Tony sempre andou por perto, há 40 anos, quando vim do Rio Grande do Sul, para morar no Rio. Tínhamos amigos íntimos em comum. No final do ano passado, surgiu o convite para dirigir ‘Quem Tem Medo de Olga del Volga?’, e me surpreendi com uma escrita cômica e, ao mesmo tempo, com uma carpintaria teatral que me deixou muito entusiasmado para trabalhar. Logo me veio uma certa urgência; não sei exatamente o porquê. Eu acreditava muito, por ser essa coisa dessas peças do verão carioca, que ela falaria muito bem no contexto de verão e também de falar sobre esse lugar, desse transformismo, dessa arte, do transformismo e na escolha do local. E aí eu achei que tinha que ser antes do carnaval, de qualquer jeito, e meio que impus isso para a produção e que, por sorte, trouxe a possibilidade de ele poder testemunhar o trabalho, ver o valor do texto dele na peça, no sucesso que ela alcançou. Enfim, então, eu posso guardar, na lembrança e no contato físico, a vida ao lado do querido Tony.

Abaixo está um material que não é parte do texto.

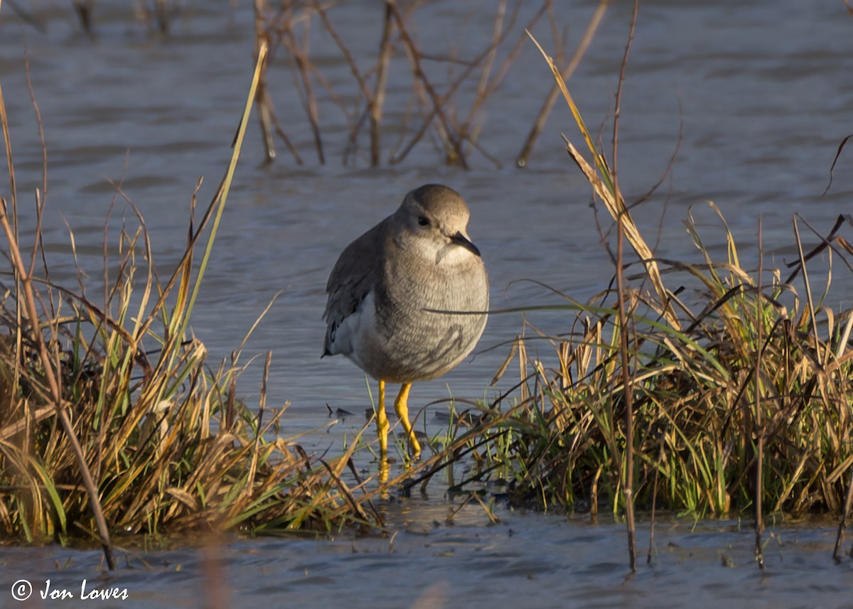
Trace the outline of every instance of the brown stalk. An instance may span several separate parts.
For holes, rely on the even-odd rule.
[[[595,37],[595,32],[598,30],[598,26],[601,23],[601,19],[604,17],[604,13],[610,5],[611,1],[601,0],[595,8],[595,12],[593,14],[592,19],[589,20],[589,23],[587,24],[586,30],[583,32],[583,36],[581,38],[581,42],[577,45],[575,54],[572,56],[572,60],[566,67],[563,68],[563,71],[560,72],[564,82],[572,78],[575,70],[577,69],[577,66],[580,65],[581,60],[583,59],[583,55],[586,55],[587,49],[589,48],[592,39]],[[543,102],[542,107],[539,108],[539,113],[533,122],[533,126],[531,128],[530,133],[527,134],[527,139],[525,140],[524,146],[521,147],[521,152],[519,153],[518,159],[515,161],[518,166],[525,167],[527,165],[527,160],[533,150],[533,145],[539,137],[539,134],[545,128],[545,122],[548,120],[548,117],[551,113],[551,110],[554,108],[554,104],[559,96],[560,88],[554,84],[551,87],[551,90],[548,91],[548,96],[545,97],[545,101]]]
[[[618,178],[618,133],[619,117],[621,113],[622,88],[625,82],[625,68],[628,66],[628,57],[630,54],[631,44],[634,41],[634,32],[636,26],[639,0],[634,0],[634,11],[631,14],[631,25],[628,33],[628,44],[625,45],[625,54],[619,68],[619,84],[616,90],[616,106],[613,110],[613,191],[614,196],[621,199]],[[625,452],[624,452],[624,484],[623,492],[625,496],[625,525],[628,533],[628,554],[631,572],[637,570],[636,554],[636,525],[634,519],[634,383],[631,377],[629,354],[628,319],[625,310],[624,268],[623,265],[623,246],[624,241],[624,212],[627,211],[624,205],[620,206],[617,216],[617,250],[616,250],[616,284],[618,299],[619,317],[619,351],[622,357],[622,384],[624,387],[625,400]]]
[[[264,0],[255,0],[255,50],[254,61],[258,62],[258,51],[265,42],[270,45],[270,37],[264,27]],[[270,97],[266,95],[266,63],[261,68],[260,78],[258,79],[258,90],[255,92],[255,105],[258,106],[258,120],[261,125],[261,136],[264,140],[264,151],[268,163],[276,159],[276,144],[272,138],[272,117],[270,116]]]
[[[393,29],[392,20],[393,0],[386,0],[385,17],[382,20],[382,39],[379,47],[378,71],[374,95],[368,98],[370,110],[370,165],[379,165],[380,155],[380,123],[382,120],[382,108],[385,106],[385,90],[388,82],[388,67],[391,65],[391,32]]]
[[[764,330],[763,310],[761,302],[761,280],[764,272],[764,250],[762,233],[762,220],[758,218],[758,292],[755,299],[756,323],[757,325],[757,352],[755,362],[755,435],[758,447],[755,463],[755,557],[758,566],[764,569],[764,547],[762,543],[762,533],[764,531],[764,521],[762,516],[762,490],[763,489],[762,471],[764,462],[764,426],[761,412],[761,359],[763,351],[762,334]]]
[[[411,63],[412,72],[415,76],[415,81],[421,83],[423,86],[424,90],[426,92],[427,96],[430,99],[430,102],[432,105],[432,112],[434,115],[438,118],[439,122],[439,134],[443,133],[442,140],[445,146],[445,152],[448,154],[449,158],[452,158],[453,160],[457,163],[462,169],[467,169],[468,164],[465,160],[465,155],[461,149],[461,142],[458,138],[454,138],[451,135],[453,133],[453,127],[444,113],[442,106],[444,103],[446,96],[442,97],[436,93],[435,89],[430,84],[429,79],[426,78],[426,74],[424,73],[423,68],[421,66],[421,54],[417,47],[415,45],[415,42],[412,40],[411,37],[409,35],[409,32],[406,30],[406,25],[403,15],[400,14],[399,9],[397,8],[397,3],[395,0],[387,0],[386,4],[390,9],[394,16],[394,20],[397,22],[397,27],[400,31],[400,38],[408,51],[409,60]],[[451,156],[452,155],[452,156]],[[396,162],[399,162],[399,159],[395,160]]]
[[[290,21],[290,9],[287,9],[287,21]],[[314,136],[314,146],[317,151],[317,160],[320,161],[320,165],[326,164],[326,158],[322,151],[322,138],[320,136],[320,114],[317,110],[317,102],[316,96],[314,95],[314,87],[311,85],[311,78],[309,74],[310,67],[310,61],[308,59],[308,44],[310,39],[309,35],[309,26],[310,21],[306,20],[304,26],[305,32],[303,32],[302,45],[300,45],[296,41],[296,36],[291,27],[286,30],[286,33],[288,35],[292,45],[291,50],[293,55],[293,60],[296,61],[296,70],[299,74],[299,78],[302,81],[302,88],[304,91],[303,105],[305,106],[305,112],[308,113],[308,120],[311,125],[311,133]]]

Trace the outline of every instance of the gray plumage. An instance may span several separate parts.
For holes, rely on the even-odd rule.
[[[323,355],[344,355],[392,383],[434,379],[461,362],[483,334],[489,308],[468,216],[458,193],[427,184],[347,246],[326,286]]]

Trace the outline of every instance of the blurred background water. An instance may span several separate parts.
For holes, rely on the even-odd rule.
[[[586,0],[554,6],[558,31],[565,31],[570,53],[596,5]],[[105,218],[114,199],[107,223],[110,246],[123,218],[134,223],[123,196],[145,218],[161,276],[171,272],[183,252],[196,181],[205,177],[199,198],[206,202],[224,171],[252,68],[251,3],[183,2],[171,16],[167,35],[140,20],[139,6],[96,3],[91,36],[83,32],[71,3],[18,0],[15,8],[35,15],[42,31],[26,25],[9,0],[0,10],[0,84],[10,124],[23,241],[32,241],[33,193],[42,182],[28,61],[48,155],[44,235],[51,276],[77,285],[70,227],[91,294],[103,290]],[[489,44],[495,6],[485,1],[425,3],[410,18],[412,32],[425,52],[471,59]],[[508,41],[522,35],[522,25],[537,8],[536,3],[523,3]],[[630,3],[616,2],[608,9],[569,82],[594,130],[612,117],[630,14]],[[381,4],[342,2],[329,8],[328,15],[367,70],[378,52]],[[630,200],[665,173],[650,200],[634,212],[647,240],[658,242],[659,255],[699,261],[682,224],[691,210],[706,225],[706,244],[724,254],[724,235],[708,200],[725,216],[746,266],[757,259],[759,218],[765,265],[780,266],[796,255],[793,214],[826,233],[838,214],[849,213],[850,152],[842,154],[829,193],[821,193],[838,143],[853,133],[851,32],[853,16],[840,0],[779,0],[772,6],[729,0],[641,3],[622,98],[618,171]],[[532,33],[555,53],[547,22],[537,24]],[[498,61],[505,54],[502,49]],[[350,67],[318,25],[310,33],[310,58],[345,105],[355,108],[358,91]],[[424,63],[439,90],[463,69],[446,61]],[[495,308],[562,302],[535,283],[518,281],[524,279],[587,300],[606,287],[612,264],[596,229],[589,187],[560,136],[566,133],[579,142],[562,102],[526,167],[515,165],[553,82],[532,44],[522,45],[481,117],[479,145],[499,165],[473,151],[467,171],[444,165],[429,139],[402,163],[387,162],[395,144],[410,137],[419,125],[411,117],[404,124],[413,94],[411,71],[402,53],[395,55],[389,75],[382,165],[369,168],[363,157],[344,163],[346,118],[324,96],[318,104],[326,154],[321,165],[290,64],[280,49],[270,70],[270,90],[305,164],[297,165],[281,142],[278,159],[265,164],[259,130],[255,123],[250,125],[192,326],[216,365],[281,293],[247,342],[242,361],[271,351],[268,403],[290,403],[282,433],[307,433],[302,441],[310,451],[338,450],[342,438],[363,424],[361,413],[369,397],[355,366],[343,358],[319,359],[326,279],[340,250],[393,211],[408,190],[439,182],[466,197],[472,211],[469,234],[489,269]],[[449,106],[461,116],[467,113],[473,86],[463,87]],[[605,142],[610,129],[601,132]],[[119,183],[122,195],[116,194]],[[9,190],[5,171],[0,172],[0,190]],[[606,218],[600,218],[606,228]],[[807,246],[818,242],[808,229],[804,234]],[[833,281],[827,304],[849,306],[850,271],[839,267]],[[526,319],[545,333],[560,333],[569,329],[572,316],[540,312]],[[420,408],[449,395],[493,397],[510,386],[512,372],[496,386],[488,386],[508,351],[508,341],[522,328],[520,314],[492,316],[477,355],[438,380],[416,385],[410,405]],[[531,348],[545,358],[550,351],[547,342]],[[241,395],[250,403],[258,399],[262,360],[241,380]],[[332,420],[327,404],[357,415],[311,432]],[[228,586],[235,590],[230,602],[249,606],[279,599],[283,605],[286,599],[287,605],[312,606],[332,599],[333,590],[345,589],[354,606],[408,606],[426,594],[425,587],[437,594],[435,602],[418,606],[682,606],[682,594],[698,601],[697,587],[711,599],[709,606],[724,600],[729,606],[810,607],[816,599],[827,601],[821,606],[845,606],[844,599],[850,598],[844,596],[850,591],[850,567],[834,566],[827,549],[829,529],[797,530],[794,537],[805,541],[780,546],[778,561],[763,577],[745,557],[751,547],[748,534],[717,535],[711,530],[722,525],[711,524],[705,525],[707,536],[697,536],[681,526],[674,546],[659,539],[664,550],[659,562],[665,567],[624,582],[624,538],[617,525],[566,524],[553,516],[508,512],[503,525],[489,527],[480,508],[467,508],[473,510],[472,520],[454,528],[435,513],[443,513],[448,502],[440,489],[429,499],[402,502],[406,515],[397,517],[420,523],[422,531],[398,536],[396,555],[383,546],[387,540],[229,544],[222,557]],[[432,527],[433,521],[439,524]],[[63,577],[72,579],[90,572],[95,560],[56,548],[5,552],[0,560],[8,566],[20,563],[25,571],[44,572],[68,555],[73,566]],[[735,569],[718,567],[724,552],[737,554]],[[114,606],[194,606],[194,594],[179,602],[180,595],[172,592],[173,583],[174,589],[187,590],[205,585],[194,556],[183,550],[147,559],[187,565],[174,582],[165,575],[171,567],[146,571],[133,562],[135,571],[118,577],[132,583],[134,600]],[[318,578],[304,581],[316,572]],[[409,581],[415,589],[407,588]],[[543,588],[553,590],[554,597],[534,595]],[[376,602],[369,600],[374,595]]]

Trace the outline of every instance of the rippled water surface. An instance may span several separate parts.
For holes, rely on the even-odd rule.
[[[252,9],[246,2],[184,2],[164,38],[133,19],[130,3],[98,2],[96,36],[90,38],[80,32],[70,4],[19,0],[16,6],[42,20],[45,30],[38,32],[21,23],[9,3],[3,3],[0,84],[18,171],[21,231],[32,235],[34,229],[32,193],[41,183],[42,163],[24,71],[27,57],[48,149],[44,235],[53,277],[76,285],[70,226],[89,289],[99,293],[113,183],[122,183],[145,217],[155,262],[165,270],[183,249],[199,176],[205,176],[200,200],[212,194],[250,78]],[[534,4],[525,3],[519,24]],[[573,49],[595,3],[558,4],[557,20]],[[419,40],[437,55],[474,56],[491,35],[492,6],[428,3],[416,13]],[[380,12],[376,3],[351,2],[329,13],[363,67],[378,49]],[[625,3],[608,9],[570,81],[590,126],[612,111],[630,14]],[[550,28],[543,24],[534,33],[553,49]],[[326,278],[340,249],[395,209],[407,190],[442,182],[465,195],[472,210],[469,233],[486,261],[495,307],[560,301],[534,283],[514,282],[519,279],[543,281],[584,300],[606,287],[612,267],[600,244],[589,186],[562,148],[560,132],[577,139],[562,102],[528,166],[514,166],[551,86],[530,44],[485,107],[480,143],[502,166],[473,153],[467,171],[442,165],[426,142],[398,165],[371,170],[363,160],[345,165],[346,125],[328,102],[320,106],[327,154],[321,166],[283,55],[281,51],[270,72],[270,89],[282,125],[305,163],[296,166],[281,146],[278,160],[264,165],[258,130],[251,125],[193,327],[216,362],[239,345],[281,292],[245,354],[273,351],[268,400],[290,403],[282,432],[307,432],[310,450],[337,450],[363,419],[349,417],[312,432],[331,421],[326,405],[360,413],[368,397],[363,375],[353,365],[342,358],[319,360]],[[349,67],[320,28],[313,34],[311,56],[341,95],[356,95]],[[446,82],[446,64],[428,69],[434,82]],[[453,69],[458,73],[461,68]],[[829,194],[821,194],[838,142],[853,133],[851,74],[853,17],[840,0],[779,0],[772,6],[641,3],[622,102],[618,170],[622,188],[633,199],[661,178],[678,148],[656,194],[635,212],[652,242],[659,227],[659,253],[697,259],[682,223],[691,206],[707,220],[706,242],[724,252],[707,200],[725,215],[747,261],[755,259],[762,218],[768,264],[774,264],[795,255],[793,213],[827,232],[839,213],[849,212],[849,153]],[[397,61],[389,80],[386,152],[399,136],[410,103],[409,68]],[[460,113],[467,113],[464,103],[463,96]],[[607,130],[602,137],[609,138]],[[5,172],[0,187],[6,192]],[[123,217],[132,223],[132,212],[119,198],[110,221],[113,242]],[[836,273],[833,306],[853,300],[848,276]],[[567,322],[556,313],[528,318],[548,332],[565,331]],[[443,379],[415,386],[412,405],[449,394],[490,397],[506,389],[514,382],[511,374],[485,387],[506,356],[501,345],[521,328],[519,315],[493,316],[482,352]],[[548,345],[534,348],[548,357]],[[257,399],[259,368],[250,368],[241,379],[247,399]],[[853,606],[850,563],[837,566],[830,558],[831,527],[772,529],[762,574],[751,562],[746,528],[702,523],[691,531],[684,523],[664,523],[656,533],[654,566],[643,566],[626,581],[620,525],[500,511],[501,523],[490,525],[478,507],[463,508],[450,525],[441,483],[433,484],[429,500],[387,506],[392,541],[342,536],[322,542],[239,541],[206,554],[131,554],[109,577],[99,575],[94,552],[3,549],[0,606],[10,606],[3,594],[19,577],[32,580],[37,590],[47,578],[73,590],[84,577],[129,590],[129,600],[98,606],[200,606],[206,594],[235,607],[341,602],[357,607]],[[212,554],[221,560],[205,558]],[[29,606],[84,604],[39,600]]]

Consigo ver a cara dele sentado na plateia da Turma Ok, surpreendido com a encenação, mas, ao mesmo tempo, percebendo que o texto dele era potente e tinha um discurso dramatúrgico, trabalhando com a comicidade e, simultaneamente, com a informação desse seu lugar de jornalista e cronista, sempre muito atento. Então, eu guardo o Tony rindo, assistindo a uma cria dele, uma cria que teve esse prazer, esse privilégio de criar junto com ele e que certamente vai seguir carreira. Quando um escritor tem sua obra viva em cena, ele está vivo, não é? Shakespeare está entre nós, Nelson Rodrigues está entre nós, Caio Fernando Abreu estará entre nós e tantos outros escritores maravilhosos, cuja obra transcende o tempo físico deles, de partilhar com a gente. Então, de alguma forma, eu espero que ele encontre logo a luz. A gente fica aqui muito triste pela partida dele, sem o humor dele, mas o levando sempre junto de nós.
Gilberto Gawronsky é diretor de teatro, convidado para dirigir o primeiro texto de Goes para o teatro, “Quem Tem Medo de Olga del Volga?”, inspirado na vida do artista argentino Patricio Bisso. Tony morreu nesta quinta (15/02), de falência hepática por complicações de um câncer no intestino. Em abril, a peça voltará ao Teatro Café Pequeno, no Leblon; depois, deve ir para São Paulo, onde o autor foi criado (ele nasceu no Rio). Num dos últimos textos para sua coluna, na FSP, Tony escreveu: “Sempre sonhei em escrever para o palco, mas a vida me levava por outros caminhos”, publicada no dia 20 de janeiro, dois dias depois da estreia no Rio, na Turma Ok., boate gay em funcionamento mais antiga do mundo, no Centro do Rio, com o ator Gustavo Klein, que interpretou Olga del Volga no filme “Hebe — a Estrela do Brasil”. O produtor teatral Marcelo Aouila, que Tony conhecia há anos, o chamou para fazer o texto, e a direção ficou com Gilberto, disse Goes: “Um dos mais respeitados do teatro carioca. Ele deu soluções que jamais me ocorreriam”.